Early Life and Career
John Rowand was born in Montreal, where his father, Dr. John Rowand, was assistant-surgeon at the Hôtel-Dieu de Montréal hospital. When he was 16 years old, Rowand became an apprentice clerk for McTavish, Frobisher, and Co — partners in the North West Company (NWC).
In 1803, shortly after joining the NWC, Rowand was posted to Fort Augustus (moved and renamed Fort Edmonton after the NWC merged with the Hudon’s Bay Company). About 1810, Rowand broke his leg during a bison hunt and was rescued by Louise Umfreville, who nursed him back to health. Louise was the daughter of an English fur trader and a Cree woman. Not long after, the couple married à la façon du pays, or “according to the custom of the country.”

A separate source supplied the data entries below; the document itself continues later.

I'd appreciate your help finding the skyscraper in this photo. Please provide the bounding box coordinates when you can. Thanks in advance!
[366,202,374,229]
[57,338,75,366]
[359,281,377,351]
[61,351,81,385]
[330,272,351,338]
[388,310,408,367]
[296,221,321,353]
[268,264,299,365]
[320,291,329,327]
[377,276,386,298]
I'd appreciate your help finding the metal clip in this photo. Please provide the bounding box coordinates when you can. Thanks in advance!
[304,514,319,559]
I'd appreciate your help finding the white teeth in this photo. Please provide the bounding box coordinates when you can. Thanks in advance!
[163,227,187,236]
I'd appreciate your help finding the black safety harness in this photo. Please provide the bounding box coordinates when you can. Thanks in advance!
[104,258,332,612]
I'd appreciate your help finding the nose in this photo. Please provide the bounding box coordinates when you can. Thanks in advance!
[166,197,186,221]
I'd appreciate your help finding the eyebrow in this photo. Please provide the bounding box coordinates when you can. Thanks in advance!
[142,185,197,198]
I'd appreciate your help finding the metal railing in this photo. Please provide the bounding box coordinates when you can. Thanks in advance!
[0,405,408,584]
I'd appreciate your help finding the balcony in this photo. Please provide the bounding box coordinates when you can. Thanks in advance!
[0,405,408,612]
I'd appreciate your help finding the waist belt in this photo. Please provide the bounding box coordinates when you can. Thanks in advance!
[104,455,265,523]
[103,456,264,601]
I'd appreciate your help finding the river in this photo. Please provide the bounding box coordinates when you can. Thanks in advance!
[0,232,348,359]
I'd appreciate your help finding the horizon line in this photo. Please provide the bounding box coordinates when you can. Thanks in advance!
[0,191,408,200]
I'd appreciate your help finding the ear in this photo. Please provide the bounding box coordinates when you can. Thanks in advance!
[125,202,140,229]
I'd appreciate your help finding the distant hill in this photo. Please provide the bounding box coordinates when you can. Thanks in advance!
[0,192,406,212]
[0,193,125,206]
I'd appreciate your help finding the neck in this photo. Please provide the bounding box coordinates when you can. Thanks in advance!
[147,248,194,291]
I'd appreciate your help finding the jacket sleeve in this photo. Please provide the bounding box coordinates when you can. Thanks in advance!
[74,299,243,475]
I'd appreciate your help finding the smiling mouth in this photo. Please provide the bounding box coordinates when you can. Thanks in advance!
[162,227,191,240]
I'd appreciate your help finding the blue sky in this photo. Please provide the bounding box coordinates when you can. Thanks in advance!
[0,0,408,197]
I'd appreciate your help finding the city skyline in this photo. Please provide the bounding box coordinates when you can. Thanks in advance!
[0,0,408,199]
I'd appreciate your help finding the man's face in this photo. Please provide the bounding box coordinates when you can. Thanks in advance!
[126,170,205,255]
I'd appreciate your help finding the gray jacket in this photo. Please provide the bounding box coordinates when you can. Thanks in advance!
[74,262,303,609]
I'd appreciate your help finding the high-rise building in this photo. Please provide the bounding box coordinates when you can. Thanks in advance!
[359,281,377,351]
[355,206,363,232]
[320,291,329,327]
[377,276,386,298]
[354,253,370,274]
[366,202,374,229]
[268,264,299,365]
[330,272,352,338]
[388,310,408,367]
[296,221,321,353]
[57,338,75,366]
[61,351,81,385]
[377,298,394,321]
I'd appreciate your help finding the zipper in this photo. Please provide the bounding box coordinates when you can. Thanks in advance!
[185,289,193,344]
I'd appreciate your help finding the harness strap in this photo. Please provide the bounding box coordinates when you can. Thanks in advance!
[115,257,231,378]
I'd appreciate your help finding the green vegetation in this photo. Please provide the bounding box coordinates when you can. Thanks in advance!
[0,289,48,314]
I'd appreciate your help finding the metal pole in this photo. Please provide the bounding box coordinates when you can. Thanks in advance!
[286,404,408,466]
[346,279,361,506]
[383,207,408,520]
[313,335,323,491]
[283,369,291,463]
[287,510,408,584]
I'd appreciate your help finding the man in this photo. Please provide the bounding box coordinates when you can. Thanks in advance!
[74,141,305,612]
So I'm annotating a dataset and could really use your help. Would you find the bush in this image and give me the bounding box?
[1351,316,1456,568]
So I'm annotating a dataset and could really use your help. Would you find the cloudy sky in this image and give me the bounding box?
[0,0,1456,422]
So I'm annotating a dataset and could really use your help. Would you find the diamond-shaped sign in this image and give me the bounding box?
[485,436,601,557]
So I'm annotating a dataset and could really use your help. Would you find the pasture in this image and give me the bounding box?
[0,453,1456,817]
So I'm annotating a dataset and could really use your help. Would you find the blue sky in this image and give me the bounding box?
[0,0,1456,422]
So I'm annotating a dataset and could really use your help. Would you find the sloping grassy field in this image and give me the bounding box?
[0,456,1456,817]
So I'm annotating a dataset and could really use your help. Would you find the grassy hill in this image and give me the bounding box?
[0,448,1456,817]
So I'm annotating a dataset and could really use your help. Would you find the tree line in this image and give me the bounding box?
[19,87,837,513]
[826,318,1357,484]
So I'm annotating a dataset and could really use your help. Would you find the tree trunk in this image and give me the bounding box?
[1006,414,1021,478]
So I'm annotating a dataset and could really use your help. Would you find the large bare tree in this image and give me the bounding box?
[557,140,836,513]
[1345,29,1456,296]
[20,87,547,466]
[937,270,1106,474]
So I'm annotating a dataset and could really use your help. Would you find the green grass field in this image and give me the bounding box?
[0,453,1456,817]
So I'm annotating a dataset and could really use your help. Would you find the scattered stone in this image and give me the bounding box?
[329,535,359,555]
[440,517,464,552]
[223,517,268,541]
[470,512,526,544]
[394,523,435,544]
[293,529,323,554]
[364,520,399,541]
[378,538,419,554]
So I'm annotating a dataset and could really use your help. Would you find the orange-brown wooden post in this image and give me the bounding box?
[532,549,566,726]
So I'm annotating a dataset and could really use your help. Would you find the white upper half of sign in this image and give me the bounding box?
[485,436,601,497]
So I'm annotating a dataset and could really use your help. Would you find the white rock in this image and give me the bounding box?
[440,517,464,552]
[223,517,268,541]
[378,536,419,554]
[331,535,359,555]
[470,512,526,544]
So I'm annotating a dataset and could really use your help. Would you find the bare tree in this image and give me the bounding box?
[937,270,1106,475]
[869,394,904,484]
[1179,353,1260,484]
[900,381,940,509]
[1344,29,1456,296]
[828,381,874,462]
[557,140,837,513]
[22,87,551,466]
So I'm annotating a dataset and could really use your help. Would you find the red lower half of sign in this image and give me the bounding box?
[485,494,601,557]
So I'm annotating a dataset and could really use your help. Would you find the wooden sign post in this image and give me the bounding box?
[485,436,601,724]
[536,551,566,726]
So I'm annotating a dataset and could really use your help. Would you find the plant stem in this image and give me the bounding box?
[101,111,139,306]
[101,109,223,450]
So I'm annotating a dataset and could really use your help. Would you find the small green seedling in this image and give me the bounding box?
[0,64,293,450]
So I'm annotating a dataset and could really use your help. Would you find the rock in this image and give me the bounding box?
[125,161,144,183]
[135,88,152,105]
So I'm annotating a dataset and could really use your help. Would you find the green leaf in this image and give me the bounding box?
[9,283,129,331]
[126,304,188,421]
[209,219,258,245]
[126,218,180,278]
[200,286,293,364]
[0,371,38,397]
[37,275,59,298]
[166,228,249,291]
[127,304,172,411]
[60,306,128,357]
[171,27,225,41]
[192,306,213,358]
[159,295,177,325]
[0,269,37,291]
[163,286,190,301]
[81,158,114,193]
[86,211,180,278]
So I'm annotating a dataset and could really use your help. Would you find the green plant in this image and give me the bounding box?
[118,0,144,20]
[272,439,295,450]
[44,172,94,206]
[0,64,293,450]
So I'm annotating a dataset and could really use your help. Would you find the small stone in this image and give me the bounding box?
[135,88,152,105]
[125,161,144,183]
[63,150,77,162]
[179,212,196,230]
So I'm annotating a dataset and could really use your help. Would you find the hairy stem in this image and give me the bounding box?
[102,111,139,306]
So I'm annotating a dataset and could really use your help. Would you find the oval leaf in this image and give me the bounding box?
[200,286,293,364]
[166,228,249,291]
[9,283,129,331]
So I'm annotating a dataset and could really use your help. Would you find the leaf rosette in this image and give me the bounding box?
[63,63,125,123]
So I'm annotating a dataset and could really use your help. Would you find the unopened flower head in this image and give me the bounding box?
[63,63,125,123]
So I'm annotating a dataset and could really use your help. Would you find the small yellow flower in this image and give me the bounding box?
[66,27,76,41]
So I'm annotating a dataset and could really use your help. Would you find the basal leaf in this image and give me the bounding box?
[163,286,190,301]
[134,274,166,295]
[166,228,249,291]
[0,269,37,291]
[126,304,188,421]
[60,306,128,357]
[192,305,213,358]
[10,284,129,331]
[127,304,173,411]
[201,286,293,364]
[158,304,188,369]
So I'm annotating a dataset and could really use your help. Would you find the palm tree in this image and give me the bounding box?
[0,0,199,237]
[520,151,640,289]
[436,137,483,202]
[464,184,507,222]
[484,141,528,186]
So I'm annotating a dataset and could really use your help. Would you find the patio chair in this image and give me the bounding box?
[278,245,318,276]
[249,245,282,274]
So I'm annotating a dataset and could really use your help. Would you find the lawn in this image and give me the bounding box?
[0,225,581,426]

Chief Factor with the Hudson’s Bay Company
John Rowand became a partner of the NWC in 1820. After the NWC merged with its rival, the Hudson’s Bay Company, in 1821, Rowand became chief trader for the HBC, managing Fort Edmonton’s food and fur trade (see also Fur Trade Routes). In 1823, he gained command of the HBC’s Saskatchewan district, which was headquartered at Fort Edmonton.
In 1826, Rowand was promoted to chief factor. He held this position until his death almost 30 years later.
HBC governor George Simpson, considered Rowand to be “one of the most pushing bustling Men in the Service... warm hearted and friendly in an extraordinary degree.” Known as “Iron Shirt” or “Big Mountain” by First Nations, Rowand’s fairness, bravery and business acumen made him the single most influential settler on the plains during his time.
Personal Life and Family
John Rowand and his wife, Louise, had three boys and four girls. Rowand’s youngest son died while at school in Red River in 1835. His son John Jr. became an HBC officer and his son Alexander a doctor. Rowand’s daughter Nancy married chief trader John Edward Harriott.
Rowand’s wife, Louise, died in 1849 and his daughter Nancy died in 1850.